Monday, February 18, 2008

NHOR : After the release of 'Oh! Pleasant Hope' in 1971, that was pretty much it for the band until the release of 'The Beast Is Back' in 1984. What were the reasons behind you dropping out of the music business for so long during that time, and what inspired you to come back at that time?

DP : Well, #1, we were tired. We were really tired. We didn't stop playing. Each one of us went and played other places and did other things. Then Paul and I got back together in '84. We just wanted to play together again

NHOR : That album was definitely more of a heavy metal album. How do you feel that album holds up today?

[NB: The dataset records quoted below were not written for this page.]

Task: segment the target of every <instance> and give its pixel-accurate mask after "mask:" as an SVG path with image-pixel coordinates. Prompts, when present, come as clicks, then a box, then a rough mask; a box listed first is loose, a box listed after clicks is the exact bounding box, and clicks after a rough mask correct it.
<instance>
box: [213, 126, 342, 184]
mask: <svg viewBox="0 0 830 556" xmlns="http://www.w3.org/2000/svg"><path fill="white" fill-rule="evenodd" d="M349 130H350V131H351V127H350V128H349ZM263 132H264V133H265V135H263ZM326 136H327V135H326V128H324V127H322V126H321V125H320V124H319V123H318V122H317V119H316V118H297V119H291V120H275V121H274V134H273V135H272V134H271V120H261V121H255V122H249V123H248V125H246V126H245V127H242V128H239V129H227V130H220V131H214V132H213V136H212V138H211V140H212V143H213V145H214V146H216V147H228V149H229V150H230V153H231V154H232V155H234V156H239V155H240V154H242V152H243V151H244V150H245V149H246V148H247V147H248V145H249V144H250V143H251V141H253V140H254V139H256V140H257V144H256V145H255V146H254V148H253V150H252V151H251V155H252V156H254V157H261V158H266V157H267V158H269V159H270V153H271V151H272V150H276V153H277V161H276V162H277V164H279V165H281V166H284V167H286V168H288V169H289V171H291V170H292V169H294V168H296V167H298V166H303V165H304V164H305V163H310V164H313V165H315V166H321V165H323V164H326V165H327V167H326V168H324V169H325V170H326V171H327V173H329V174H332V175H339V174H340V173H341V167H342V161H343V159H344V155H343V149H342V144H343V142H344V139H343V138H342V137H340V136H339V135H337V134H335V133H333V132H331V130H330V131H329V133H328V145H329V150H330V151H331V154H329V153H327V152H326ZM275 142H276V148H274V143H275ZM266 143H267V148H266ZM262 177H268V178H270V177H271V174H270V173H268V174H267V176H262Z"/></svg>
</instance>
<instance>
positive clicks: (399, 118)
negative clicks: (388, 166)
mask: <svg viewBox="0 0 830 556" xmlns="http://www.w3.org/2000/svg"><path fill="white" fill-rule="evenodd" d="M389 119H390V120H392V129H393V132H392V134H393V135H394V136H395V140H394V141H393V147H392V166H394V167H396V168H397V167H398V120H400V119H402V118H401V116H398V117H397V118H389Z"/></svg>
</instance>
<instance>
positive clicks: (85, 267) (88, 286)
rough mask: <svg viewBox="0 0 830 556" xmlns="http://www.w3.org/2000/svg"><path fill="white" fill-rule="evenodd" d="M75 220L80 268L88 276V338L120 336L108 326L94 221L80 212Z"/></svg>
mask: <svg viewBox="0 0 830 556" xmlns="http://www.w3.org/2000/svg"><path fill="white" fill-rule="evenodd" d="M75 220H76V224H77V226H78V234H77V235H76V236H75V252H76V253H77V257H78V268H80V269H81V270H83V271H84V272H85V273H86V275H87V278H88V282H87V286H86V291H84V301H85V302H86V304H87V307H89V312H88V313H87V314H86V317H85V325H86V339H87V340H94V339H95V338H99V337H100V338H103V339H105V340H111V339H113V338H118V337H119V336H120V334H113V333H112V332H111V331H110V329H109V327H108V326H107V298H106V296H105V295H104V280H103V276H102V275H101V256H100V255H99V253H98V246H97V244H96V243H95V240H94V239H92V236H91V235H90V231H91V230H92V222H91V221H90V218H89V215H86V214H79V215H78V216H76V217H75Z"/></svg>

DP : I think it's too quick, too fast, and it was a case of someone trying to turn us into a heavy metal band. But I think it's a good album.

NHOR : Your cover of "Summertime Blues" went to #11 on the Billboard Singles Chart in 1968, and during that time the band appeared on both 'The Steve Allen Show' and 'American Bandstand'. What was it like for you playing those shows?

DP : Both of them were very strange, because we were counterculture. 'American Bandstand'... Dick Clark didn't like us, but we didn't like him either. 'The Steve Allen Show', we only saw him for just a minute. You do a tv show, and normally you just set up, it's business. How did we like it though? Doing tv is strange, so I don't even know if "like" even applies. It's just a strange trip doing tv. We were glad when it was over.

NHOR : It has been 40 years now, and many of your contemporaries, such as Hendrix, Janis Joplin, Jim Morrison, etc. have long since passed, what do you attribute being around to still while many have gone to that great gig in the sky?

DP : Luck. I don't know why. That's what I was talking about in the song "Young Lions". I don't know why we survived, but I'm glad we did.

NHOR : Speaking of Janis, I've read where she pissed you off, and you didn't get along too well. Was that the case?

DP : We got along. She was a lover of Paul's, and I used to get angry at her for taking up Paul's time, but we got along. She used to encourage me to sing and all kinds of stuff. We used to argue too. But we as a band have been together forty years. I argue with my wife, my band mates. I argue with my friends sometimes. Yeah, we argued, but we were friends.

NHOR : What was she like as a person?

DP : Well, I didn't get that close to her. What she was like as a person was quite demanding. And pretty wild. I didn't really hang out with her many other places besides a show.

NHOR : Blue Cheer also has an association with The Doors, is that right?

DP : The first time I went to go hear The Doors at The Avalon ballroom, they were just a band from L.A. that I was going to check out. And they came onstage, started their first song, and they had no bass player. I just turned around and walked out. I'm a bass player, and to me, at 19 years old, that was the most insulting thing in the world. Later on Jim Morrison called us his favorite band, and used to come to our gigs in L.A. There was a bit of socializing going on too, none of it positive. (Laughs) Ultimately it wasn't too positive for Jim though I guess. And the rest of us lost a really great poet.

NHOR : As you have been doing this for 40 years now...what keeps you going?

DP : Well, there's my love for rock & roll, which is undying. And, the simple fact that it's the only thing that I know how to do. I don't foresee ever not doing this. If I die at the microphone with my Hamer in my hands, I'll be happy.